On my wedding night I closed my eyes
and thought of straw-itched conversations,
quiet moonlit laughter, kindness.
It was almost enough to help.

There had to be a challenge.
He had to take the babe openly,
with no blame attached to me.
For two days I laughed inside,
hiding his name and my smile,
and dreamed of how my daughter
would live free of satin-wrapped threats.

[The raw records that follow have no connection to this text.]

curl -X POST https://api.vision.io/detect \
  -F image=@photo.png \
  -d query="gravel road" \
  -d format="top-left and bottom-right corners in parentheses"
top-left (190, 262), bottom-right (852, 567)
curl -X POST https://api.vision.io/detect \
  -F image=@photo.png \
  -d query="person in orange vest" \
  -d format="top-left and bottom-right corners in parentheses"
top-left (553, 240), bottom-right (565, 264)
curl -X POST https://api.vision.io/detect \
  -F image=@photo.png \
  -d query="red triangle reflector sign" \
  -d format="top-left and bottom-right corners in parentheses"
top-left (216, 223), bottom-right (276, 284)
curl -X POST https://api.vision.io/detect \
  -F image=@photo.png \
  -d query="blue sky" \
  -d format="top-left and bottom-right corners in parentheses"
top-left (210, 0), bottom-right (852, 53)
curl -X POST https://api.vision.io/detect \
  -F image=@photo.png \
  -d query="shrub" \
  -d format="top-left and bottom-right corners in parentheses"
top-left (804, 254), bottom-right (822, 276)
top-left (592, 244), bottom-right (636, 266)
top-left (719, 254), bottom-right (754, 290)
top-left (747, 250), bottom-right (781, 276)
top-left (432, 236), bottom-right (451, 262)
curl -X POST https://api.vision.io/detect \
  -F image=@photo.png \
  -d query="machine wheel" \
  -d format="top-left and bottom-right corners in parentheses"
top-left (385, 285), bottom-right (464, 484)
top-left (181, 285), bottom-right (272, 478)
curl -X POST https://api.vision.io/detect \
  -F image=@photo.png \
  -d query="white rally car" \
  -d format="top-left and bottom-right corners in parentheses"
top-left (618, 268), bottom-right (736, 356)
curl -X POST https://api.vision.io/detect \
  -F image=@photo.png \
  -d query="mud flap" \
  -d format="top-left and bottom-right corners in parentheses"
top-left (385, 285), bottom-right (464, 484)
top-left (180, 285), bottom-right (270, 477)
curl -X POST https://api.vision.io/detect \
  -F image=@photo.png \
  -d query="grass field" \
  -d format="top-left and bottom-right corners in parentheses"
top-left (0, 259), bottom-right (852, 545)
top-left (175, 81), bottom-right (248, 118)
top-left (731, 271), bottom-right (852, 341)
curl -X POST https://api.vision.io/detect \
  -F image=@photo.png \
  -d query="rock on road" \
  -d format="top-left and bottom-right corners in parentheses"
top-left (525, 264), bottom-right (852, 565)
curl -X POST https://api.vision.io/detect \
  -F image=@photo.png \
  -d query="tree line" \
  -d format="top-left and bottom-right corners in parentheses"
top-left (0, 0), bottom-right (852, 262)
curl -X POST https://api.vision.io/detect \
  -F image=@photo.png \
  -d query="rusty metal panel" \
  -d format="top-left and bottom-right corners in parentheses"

But there are only so many names.

It’s true he stamped his feet so hard
a chasm opened underneath.
It’s also true, though not said,
that I grabbed my daughter
and leapt after.

We raised our child
to know the worth of gold,
and the value of straw.

Ashley is 32, married, and prone to make random chirping noises instead of actually speaking. She emigrated from the US to Scotland seven years ago, a fact she still finds startling. Currently she works as a library assistant for the University of Edinburgh. In her spare time she reads, writes, plays the piano, reads, goes swimming, bakes things made out of chocolate, and reads some more.


Unknown said...

This is a story that you will not regret reading. Be captured by the author's imagination, and you will thank her for it.

Melinda Brasher said...

"free of satin-wrapped threads"--lovely

Todd A. said...

I was captivated by Ashley’s first few lines in her Rumpelstiltskin poem. Rumpelstiltskin is a great story about a girl who needed to make a king happy by spinning yarn/thread into gold, in order to survive. She meets a charming young man who is able to make gold from thread, Rumpelstiltskin is his name. The author highlights Stiltskin’s charm by saying, “He told me his name the day we met—how else does one begin a conversation?” Contrary to how the popular Stiltskin story is written, I think Burn’s has a nice soft take on the story and presents it well through inspiring lines throughout her poem.
I think the story of Rapunzel portrays greed and selfishness in the world we live today, how enough is never enough. This goes back to how fairy tales can be simple, complex, and relatable to the reader and the world as we know it.